Medical Conditions That Mimic Psychosis
Not all psychosis originates in the brain’s own wiring. A wide range of medical conditions can produce identical symptoms, and identifying these is critical because treating the underlying condition often resolves the psychosis entirely.
- Thyroid disorders: Both overactive and underactive thyroid function can cause psychotic symptoms. An estimated 5 to 15 percent of people with severe hypothyroidism experience some form of psychosis.
- Autoimmune conditions: Lupus can present with psychosis in 1 to 11 percent of cases, and up to 80 percent of those develop psychiatric symptoms within the first year of their lupus diagnosis. NMDA receptor encephalitis, an autoimmune condition where the body attacks the same brain receptors involved in glutamate signaling, can look indistinguishable from a primary psychotic disorder.

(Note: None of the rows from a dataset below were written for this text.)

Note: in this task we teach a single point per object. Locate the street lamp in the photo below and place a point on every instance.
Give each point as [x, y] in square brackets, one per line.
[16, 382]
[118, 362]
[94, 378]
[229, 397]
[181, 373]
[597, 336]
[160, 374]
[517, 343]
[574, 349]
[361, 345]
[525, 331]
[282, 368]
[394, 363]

- Seizure disorders: Temporal lobe epilepsy and partial complex seizures can produce hallucinations, paranoia, and altered perception.
- Nutritional deficiencies: Severe B12 deficiency, vitamin D deficiency, and pellagra (niacin deficiency) have all been documented to cause psychotic symptoms.
- Head injuries and brain tumors: Any structural damage or pressure on the brain can disrupt the circuits responsible for perception and cognition.
- Substances and medications: Beyond street drugs like PCP, LSD, and methamphetamine, prescribed medications including steroids and certain antimalarials can trigger psychosis.
This is why a thorough medical workup matters when someone presents with psychotic symptoms for the first time. The brain is ultimately a physical organ, and anything that disrupts its blood supply, hormone environment, immune function, or nutrient availability can produce symptoms that look psychiatric but have a treatable medical cause.
Recovery After a First Episode
Psychosis is not necessarily a permanent condition. After a first episode, about 54 percent of people achieve symptomatic remission, meaning their hallucinations, delusions, and other acute symptoms resolve substantially. This was measured across 76 studies with an average follow-up of roughly three and a half years. Full recovery, which includes not just symptom resolution but a return to normal social and occupational functioning, occurs in about 32 percent of cases over a longer follow-up period averaging six years.
Early intervention makes a meaningful difference. The longer psychosis goes untreated, the more difficult recovery tends to be, which is why recognizing those prodromal warning signs matters. The brain appears to be more responsive to treatment when the duration of untreated psychosis is shorter, and the social consequences (job loss, relationship breakdown, educational disruption) have less time to accumulate. For many people, a first psychotic episode is a treatable medical event, not a life sentence.